This post describes how to deploy cilium (and hubble) using docker on a Linux system with k3d or kind to test it as CNI and Service Mesh.

I wrote some scripts to do a local installation and evaluate cilium to use it at work (in fact we are using cilium on an EKS cluster now), but I thought it would be a good idea to share my original scripts in this blog just in case they are useful to somebody, at least for playing a little with the technology.

As there is no point on explaining here all the concepts related to cilium I’m providing some links for the reader interested on reading about it:

All the scripts and configuration files discussed in this post are available on my cilium-docker git repository.

Installation

For each platform we are going to deploy two clusters on the same docker network; I’ve chosen this model because it allows the containers to see the addresses managed by metallb from both clusters (the idea is to use those addresses for load balancers and treat them as if they were public).

The installation(s) use cilium as CNI, metallb for BGP (I tested the cilium options, but I wasn’t able to configure them right) and nginx as the ingress controller (again, I tried to use cilium but something didn’t work either).

To be able to use the previous components some default options have been disabled on k3d and kind and, in the case of k3d, a lot of k3s options (traefik, servicelb, kubeproxy, network-policy, …​) have also been disabled to avoid conflicts.

To use the scripts we need to install cilium, docker, helm, hubble, k3d, kind, kubectl and tmpl in our system.

After cloning the repository, the sbin/tools.sh script can be used to do that on a linux-amd64 system:

$ git clone https://forgejo.mixinet.net/blogops/cilium-docker.git
$ cd cilium-docker
$ ./sbin/tools.sh apps

Once we have the tools, to install everything on k3d (for kind replace k3d by kind) we can use the sbin/cilium-install.sh script as follows:

$ # Deploy first k3d cluster with cilium & cluster-mesh
$ ./sbin/cilium-install.sh k3d 1 full
[...]
$ # Deploy second k3d cluster with cilium & cluster-mesh
$ ./sbin/cilium-install.sh k3d 2 full
[...]
$ # The 2nd cluster-mesh installation connects the clusters

If we run the command cilium status after the installation we should get an output similar to the one seen on the following screenshot:

cilium status

The installation script uses the following templates:

Once we have finished our tests we can remove the installation using the sbin/cilium-remove.sh script.

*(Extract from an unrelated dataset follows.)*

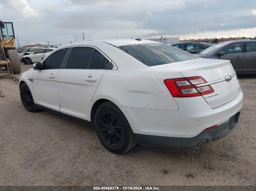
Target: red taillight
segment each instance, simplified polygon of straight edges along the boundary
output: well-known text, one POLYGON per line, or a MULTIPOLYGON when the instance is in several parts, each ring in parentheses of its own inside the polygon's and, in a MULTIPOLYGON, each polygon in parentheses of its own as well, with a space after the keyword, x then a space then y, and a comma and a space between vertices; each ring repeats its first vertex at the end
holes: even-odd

Some notes about the configuration

  • As noted on the documentation, the cilium deployment needs to mount the bpffs on /sys/fs/bpf and cgroupv2 on /run/cilium/cgroupv2; that is done automatically on kind, but fails on k3d because the image does not include bash (see this issue).

    To fix it we mount a script on all the k3d containers that is executed each time they are started (the script is mounted as /bin/k3d-entrypoint-cilium.sh because the /bin/k3d-entrypoint.sh script executes the scripts that follow the pattern /bin/k3d-entrypoint-*.sh before launching the k3s daemon).

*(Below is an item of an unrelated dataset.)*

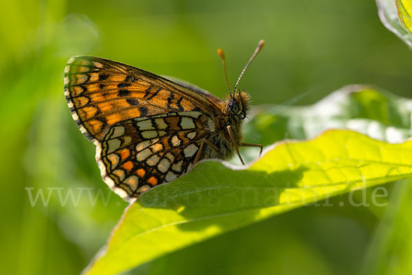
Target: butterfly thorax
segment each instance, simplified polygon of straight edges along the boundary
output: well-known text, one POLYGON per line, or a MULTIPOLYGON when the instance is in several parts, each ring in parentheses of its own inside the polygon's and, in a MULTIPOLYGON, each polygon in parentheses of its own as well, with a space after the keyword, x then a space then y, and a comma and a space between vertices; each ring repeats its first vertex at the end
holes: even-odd
POLYGON ((244 91, 239 91, 228 96, 222 103, 220 116, 214 118, 215 131, 209 137, 209 141, 220 150, 207 146, 201 159, 228 160, 233 155, 235 144, 229 134, 228 126, 230 126, 236 146, 240 147, 242 143, 242 126, 250 108, 250 96, 244 91))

    The source code of the script is available here.

  • When testing the multi-cluster deployment with k3d we have found issues with open files, looks like they are related to inotify (see this page on the kind documentation); adding the following to the /etc/sysctl.conf file fixed the issue:

    # fix inotify issues with docker & k3d
    fs.inotify.max_user_watches = 524288
    fs.inotify.max_user_instances = 512
  • Although the deployment theoretically supports it, we are not using cilium as the cluster ingress yet (it did not work, so it is no longer enabled) and we are also ignoring the gateway-api for now.
  • The documentation uses the cilium cli to do all the installations, but I noticed that following that route the current version does not work right with hubble (it messes up the TLS support, there are some notes about the problems on this cilium issue), so we are deploying with helm right now.

    The problem with the helm approach is that there is no official documentation on how to install the cluster mesh with it (there is a request for documentation here), so we are using the cilium cli for now and it looks that it does not break the hubble configuration.

Tests

To test cilium we have used some scripts & additional config files that are available on the test sub directory of the repository:

  • cilium-connectivity.sh: a script that runs the cilium connectivity test for one cluster or in multi cluster mode (for mesh testing).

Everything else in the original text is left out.